But Komees Djeen interrupted him, pointing with his sword at something behind the young leader. “Bili . . . look you yonder.”
Struck as much by the old nobleman’s paling face as by the tightness of his voice, Bili reined around to gaze in the direction indicated. A knot of armored horsemen had crested the next slope of the hilly city and were extending lines to completely block the street behind the mob. Nothing about their appearance was clear; they were just black figures against the blaze of the morning sun; but there seemed a goodly number of them, at least three times the number of Bill’s party.
“Well,” the young axeman remarked to no one in particular, “I suppose this is as good a place to die as any.”
CHAPTER X
When first Lord Myros had appointed him Warder of the East, Hahrteeos Kahrahmahnlees had had carpenters and stonemasons make certain alterations in the two rooms which were the second and third levels of the gate tower, where he would have to spend so much time. Then he had brought from his family mansion the furniture and appointments to allow him to, in his words, “live as an Ehleen gentleman should.” The sparsely furnished, dimly lit, stonewalled chambers above and below his rooms he deemed fit only for his gaunt, ragged barbarian mercenaries.
The moment the heathen devils had clattered in through his gate, he had dispatched his Ehleen sergeant, Toorkos, to Lord Myros, alerting the Vahrohnos of the imminent arrival of his victims-to-be at the city palace. Shortly thereafter, he had carefully locked his second-level sitting room-office-well aware that the long-unpaid mercenaries were not above theft of small valuables, as he had had the pleasure of watching two of them beheaded for that very offense on a recent occasion-then repaired to his luxurious bedroom on the third level, having in mind an hour’s diversion with Peeos, his well-trained catamite.

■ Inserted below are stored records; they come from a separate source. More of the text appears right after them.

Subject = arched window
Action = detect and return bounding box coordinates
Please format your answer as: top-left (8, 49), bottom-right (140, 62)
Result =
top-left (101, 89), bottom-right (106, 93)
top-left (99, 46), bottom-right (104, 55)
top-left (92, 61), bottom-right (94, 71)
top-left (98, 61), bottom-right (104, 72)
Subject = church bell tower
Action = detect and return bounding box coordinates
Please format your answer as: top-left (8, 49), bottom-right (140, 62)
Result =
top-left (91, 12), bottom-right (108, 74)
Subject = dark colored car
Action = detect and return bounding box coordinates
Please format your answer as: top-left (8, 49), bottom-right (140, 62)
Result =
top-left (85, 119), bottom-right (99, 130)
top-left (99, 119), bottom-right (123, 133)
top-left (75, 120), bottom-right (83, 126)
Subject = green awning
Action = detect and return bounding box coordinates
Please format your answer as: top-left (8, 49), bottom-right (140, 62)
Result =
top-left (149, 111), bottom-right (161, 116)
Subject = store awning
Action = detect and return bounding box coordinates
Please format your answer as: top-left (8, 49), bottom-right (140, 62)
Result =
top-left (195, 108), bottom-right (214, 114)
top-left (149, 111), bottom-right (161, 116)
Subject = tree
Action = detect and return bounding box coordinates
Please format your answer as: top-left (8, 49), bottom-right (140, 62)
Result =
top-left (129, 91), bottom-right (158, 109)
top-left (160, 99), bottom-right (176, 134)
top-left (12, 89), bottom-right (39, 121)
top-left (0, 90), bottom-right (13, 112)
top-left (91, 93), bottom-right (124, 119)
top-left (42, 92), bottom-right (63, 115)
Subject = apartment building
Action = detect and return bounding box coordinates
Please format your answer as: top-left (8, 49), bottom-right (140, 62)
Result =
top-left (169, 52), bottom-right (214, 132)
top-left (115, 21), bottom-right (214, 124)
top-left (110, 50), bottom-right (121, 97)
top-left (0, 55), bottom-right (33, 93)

Despite the Undying High Lord’s abolishment of the institution of slavery nearly a hundred years before, some Ehleenoee still risked the ruinous fines and held one or two. Lord Drehkos was one such and Lord Myros owned an even dozen. Therefore, one of Hahrteeos’s first actions after the death of his father was to journey to the port city of Sahrahspolis and buy this boy from a ship captain with whom Myros had done much business over the years.
Naturally, the bootlegger did not say where or how he had come by the lad, but it was certain that the twelve- or thirteen-year-old had seen his birth in none of the Ehleen lands, for his skin was darker even than the skins of the folk of the Black Kingdoms, and his speech, to his new master, was a totally incomprehensible babble. Hahrteeos had brought his acquisition back to Morguhnpolis and had had his servants teach it at least a smattering of Ehleeneekos. It had been Hahrteeos’s personal pleasure to teach the slaveboy other things, breaking his will to resist by denial of food and application of pain.

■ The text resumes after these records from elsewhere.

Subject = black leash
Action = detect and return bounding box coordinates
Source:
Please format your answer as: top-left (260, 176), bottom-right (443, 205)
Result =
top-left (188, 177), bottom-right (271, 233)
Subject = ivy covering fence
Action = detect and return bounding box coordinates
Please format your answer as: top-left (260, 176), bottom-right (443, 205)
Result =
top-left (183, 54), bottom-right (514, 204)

But it seemed he had scarcely commenced his enjoyments in the tower bedchamber when several pairs of heavy feet clumped up the stairs beyond the door, then stamped thunderously about the guardroom above, their owners all the while chattering in the decidedly unlovely barbarian languages, of which Hahrteeos took pride in knowing not a word. Next, feet descended the stairs to the second level and a pounding on the door of his office ensued. Then one set of the feet reascended to the third level and knuckles rapped boomingly on his bedchamber portal.
Furious at this unwonted and unwanted invasion on his privacy, Hahrteeos pulled a tunic over his nakedness and threw open the door.
“Well?” he angrily demanded of the mercenary who had knocked. “What is it, you barbarian ape?”
It was Pawl Raikuh who stood before him, though this fact was unknown to Hahrteeos, who had not bothered to learn the names of any of “his” troops, other than Toorkos who was, after all, an Ehleen.
After saluting, the mercenary humbly requested permission to exchange some of the off-duty men for those presently on gate watch. Hahrteeos snorted his leave and, promising dire doom to the next man who saw fit to disturb him, slammed the door.